Andreas Ziemann: Das Bordell. Historische und soziologische Beobachtungen. Velbrück GmbH Bücher & Medien (Weilerswist) 2017. 178 Seiten. ISBN 978-3-95832-118-2. D: 19,90 EUR, A: 20,50 EUR.
Thema
Die letzten Jahre befasste sich die Forschung im Bereich der Prostitution mit Fragen der Gesetzgebung und ihrer Novellierung vom Prostitutionsgesetz 2002 hin zum Prostitutionsschutzgesetz (erlassen 1.10.2016, in Kraft getreten 1.7.2017) sowie ihrer Wirkungsweise auf Situation und Handeln der betroffenen Frauen in ihrem Arbeitsfeld. Studien zur gesellschaftlichen Regulierung durch die so genannte Moralpolitik flankierten die Forschung und leuchteten den Zusammenhang von Wertorientierungen politischer Parteien, ihrer Grundeinstellungen zur Prostitution und der daraus resultierenden Prostitutionsregime aus, wie sie sich europaweit in den letzten Jahrzehnten entwickelt haben – von strikt abolitionistischen Positionen wie etwa in Schweden bis hin zu der liberalen Politik wie etwa in den Niederlanden und Deutschland. Diese auf aktuelle Entwicklungen fokussierte Forschung musste die historische Dimension der Prostitution vernachlässigen und verlor dabei die beeindruckende Kontinuität der „Diskurse zum Umgang mit Prostitution und Prostituierten“ (Ziemann: 7) aus dem Blick, deren Argumentationen „bis in die heutige Zeit überdauern.“(ebd.)
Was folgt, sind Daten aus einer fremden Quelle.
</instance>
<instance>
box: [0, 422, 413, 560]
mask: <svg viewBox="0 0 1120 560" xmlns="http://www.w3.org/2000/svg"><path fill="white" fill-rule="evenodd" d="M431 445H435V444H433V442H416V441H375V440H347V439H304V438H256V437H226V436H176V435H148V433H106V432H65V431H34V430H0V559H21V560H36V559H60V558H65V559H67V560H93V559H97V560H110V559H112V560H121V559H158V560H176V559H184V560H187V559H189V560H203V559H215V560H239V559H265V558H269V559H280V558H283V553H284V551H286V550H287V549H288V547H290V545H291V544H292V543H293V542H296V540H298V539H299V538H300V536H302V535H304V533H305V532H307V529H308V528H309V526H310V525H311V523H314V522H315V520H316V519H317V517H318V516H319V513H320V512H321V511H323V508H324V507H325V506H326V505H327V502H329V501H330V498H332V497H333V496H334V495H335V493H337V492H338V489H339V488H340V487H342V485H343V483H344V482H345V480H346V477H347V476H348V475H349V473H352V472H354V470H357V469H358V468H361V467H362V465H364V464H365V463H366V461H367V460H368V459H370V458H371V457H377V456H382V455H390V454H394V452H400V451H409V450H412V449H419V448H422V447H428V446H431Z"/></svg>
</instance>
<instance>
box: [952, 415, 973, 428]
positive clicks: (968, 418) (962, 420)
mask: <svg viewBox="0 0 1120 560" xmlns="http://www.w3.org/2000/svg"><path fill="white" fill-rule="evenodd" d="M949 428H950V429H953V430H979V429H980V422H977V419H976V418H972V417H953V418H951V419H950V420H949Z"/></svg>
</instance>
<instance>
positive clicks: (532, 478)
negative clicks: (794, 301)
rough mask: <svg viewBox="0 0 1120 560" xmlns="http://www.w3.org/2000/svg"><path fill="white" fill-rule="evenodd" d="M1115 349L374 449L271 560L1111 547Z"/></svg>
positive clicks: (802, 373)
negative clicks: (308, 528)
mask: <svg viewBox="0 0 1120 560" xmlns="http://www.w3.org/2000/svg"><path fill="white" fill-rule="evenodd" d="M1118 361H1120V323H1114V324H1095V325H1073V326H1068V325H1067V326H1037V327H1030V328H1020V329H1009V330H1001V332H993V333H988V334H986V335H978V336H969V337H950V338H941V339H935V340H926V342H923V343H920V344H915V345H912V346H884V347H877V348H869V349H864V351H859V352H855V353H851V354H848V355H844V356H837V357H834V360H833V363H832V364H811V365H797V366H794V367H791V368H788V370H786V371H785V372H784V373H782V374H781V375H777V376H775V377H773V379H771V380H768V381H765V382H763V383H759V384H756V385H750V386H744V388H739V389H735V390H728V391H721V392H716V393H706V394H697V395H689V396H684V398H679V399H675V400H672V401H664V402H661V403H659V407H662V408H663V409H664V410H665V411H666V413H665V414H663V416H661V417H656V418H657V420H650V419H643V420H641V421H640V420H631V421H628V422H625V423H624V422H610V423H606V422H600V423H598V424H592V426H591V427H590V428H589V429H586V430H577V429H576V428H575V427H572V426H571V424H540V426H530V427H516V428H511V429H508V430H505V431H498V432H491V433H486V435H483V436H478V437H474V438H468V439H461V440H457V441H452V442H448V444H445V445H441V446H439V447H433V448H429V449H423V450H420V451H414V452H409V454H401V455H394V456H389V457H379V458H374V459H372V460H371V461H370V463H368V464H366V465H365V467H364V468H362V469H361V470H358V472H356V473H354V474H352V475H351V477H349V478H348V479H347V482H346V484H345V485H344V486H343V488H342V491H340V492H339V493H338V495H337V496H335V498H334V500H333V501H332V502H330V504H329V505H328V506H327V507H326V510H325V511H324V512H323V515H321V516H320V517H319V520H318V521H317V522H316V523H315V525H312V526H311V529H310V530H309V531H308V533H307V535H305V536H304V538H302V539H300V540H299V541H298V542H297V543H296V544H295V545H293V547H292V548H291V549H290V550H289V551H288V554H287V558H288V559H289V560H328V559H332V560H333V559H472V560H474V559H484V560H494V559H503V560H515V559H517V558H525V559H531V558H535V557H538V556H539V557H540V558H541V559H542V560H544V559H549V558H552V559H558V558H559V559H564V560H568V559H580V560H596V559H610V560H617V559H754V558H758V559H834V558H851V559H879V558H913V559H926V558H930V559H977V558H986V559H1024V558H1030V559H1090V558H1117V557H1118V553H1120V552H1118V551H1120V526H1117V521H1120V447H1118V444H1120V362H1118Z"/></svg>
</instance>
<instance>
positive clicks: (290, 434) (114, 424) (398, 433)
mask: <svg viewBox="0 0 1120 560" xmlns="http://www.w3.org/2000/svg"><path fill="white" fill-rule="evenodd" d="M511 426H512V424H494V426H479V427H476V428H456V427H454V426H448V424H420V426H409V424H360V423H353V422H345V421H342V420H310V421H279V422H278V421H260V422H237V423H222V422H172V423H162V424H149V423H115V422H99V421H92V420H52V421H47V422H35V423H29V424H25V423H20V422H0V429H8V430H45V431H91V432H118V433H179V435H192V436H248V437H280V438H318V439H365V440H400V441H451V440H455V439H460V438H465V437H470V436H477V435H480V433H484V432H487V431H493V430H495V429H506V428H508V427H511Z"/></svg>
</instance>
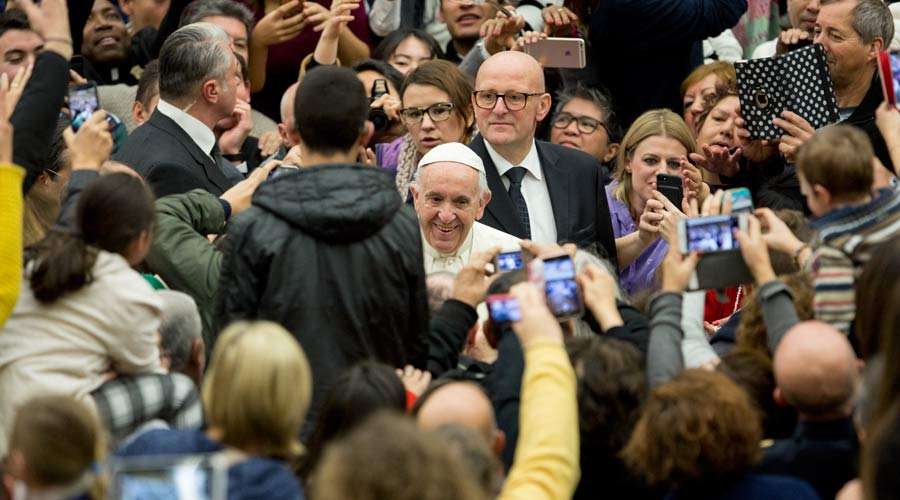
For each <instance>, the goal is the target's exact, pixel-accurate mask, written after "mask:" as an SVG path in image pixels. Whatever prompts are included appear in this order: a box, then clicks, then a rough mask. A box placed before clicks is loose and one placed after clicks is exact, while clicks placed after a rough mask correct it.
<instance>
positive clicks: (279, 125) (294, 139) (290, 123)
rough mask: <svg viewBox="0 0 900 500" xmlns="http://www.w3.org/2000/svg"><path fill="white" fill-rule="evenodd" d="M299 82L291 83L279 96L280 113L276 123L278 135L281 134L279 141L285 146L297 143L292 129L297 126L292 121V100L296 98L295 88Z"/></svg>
mask: <svg viewBox="0 0 900 500" xmlns="http://www.w3.org/2000/svg"><path fill="white" fill-rule="evenodd" d="M299 86H300V84H299V83H293V84H291V86H290V87H288V88H287V90H285V91H284V94H283V95H282V96H281V105H280V106H279V110H280V113H281V122H280V123H279V124H278V135H279V136H281V143H282V144H284V146H285V147H286V148H290V147H293V146H296V145H297V140H296V139H295V137H296V135H295V132H294V130H295V129H296V128H297V125H296V122H295V121H294V101H296V100H297V88H298V87H299Z"/></svg>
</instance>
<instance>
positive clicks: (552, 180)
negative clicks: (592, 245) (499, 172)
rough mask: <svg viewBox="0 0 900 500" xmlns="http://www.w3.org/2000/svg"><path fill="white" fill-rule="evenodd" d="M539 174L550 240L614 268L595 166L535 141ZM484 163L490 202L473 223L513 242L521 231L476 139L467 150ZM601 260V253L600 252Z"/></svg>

Der Weimarer Mediensoziologe Andreas Ziemann hat sich unlängst am Beispiel des Bordells an dem anspruchsvollen Projekt versucht, die historische Dimension der Prostitution von der Antike bis zum Prostitutionsschutzgesetz in ihrer beachtlichen Vielfalt einzuholen, ohne dabei die Analyse zu vergessen. In der Einleitung formuliert Ziemann sein Untersuchungsprogramm:
„Mein Anliegen besteht erstens darin, diskursanalytisch inspiriert die Semantiken, Metaphern und Argumentationsstrukturen unterschiedlicher historischer Quellen und entsprechender Sprecherpositionen aufzudecken. Es besteht zweitens darin, verschiedene geschichtliche Stationen der Einrichtung wie auch der Abschaffung von Bordellen in ihrem soziokulturellen Kontext zu rekonstruieren, die räumlichen Strukturen und soziale Praxis des Bordells und insbesondere den heterotopischen Charakter dieser Institution auszulegen. Und es besteht drittens schließlich darin, dem gegenwärtigen Prostitutions- und Bordelldiskurs eine Pluralität und Multiperspektivität antagonistischer Sprecherpositionen, moralischer Einstellungen und politisch-juridischer-medizinischer Argumentationsführungen gegenüberzustellen beziehungsweise zu offerieren.“(ebd.: 9)
Inhalte
In der Tat: Das ist ein anspruchsvoller Versuch, der Prostitution und ihrer öffentlichen Verhäuslichung im Bordell gerecht werden zu wollen – das Bordell als Ort der Prostitution im öffentlichen Raum, den ihr die Politiker und Gesetzgeber in der Geschichte menschlicher Hochkulturen aus Gründen der sozialen Kontrolle mit den immer wieder gleichen Argumentationen über die Zeitläufte hinweg mal toleranter und stadttopographisch zentraler, mal repressiver und stadttopographisch peripherer zugewiesen haben, wie der Autor zeigen kann. Als Mediensoziologe ist der Autor auf die öffentliche Rede spezialisiert und für die Nuancen sensibilisiert, mit der Befürworter und Gegner der Bordellprostitution ihre Begründungen in Sprache setzen.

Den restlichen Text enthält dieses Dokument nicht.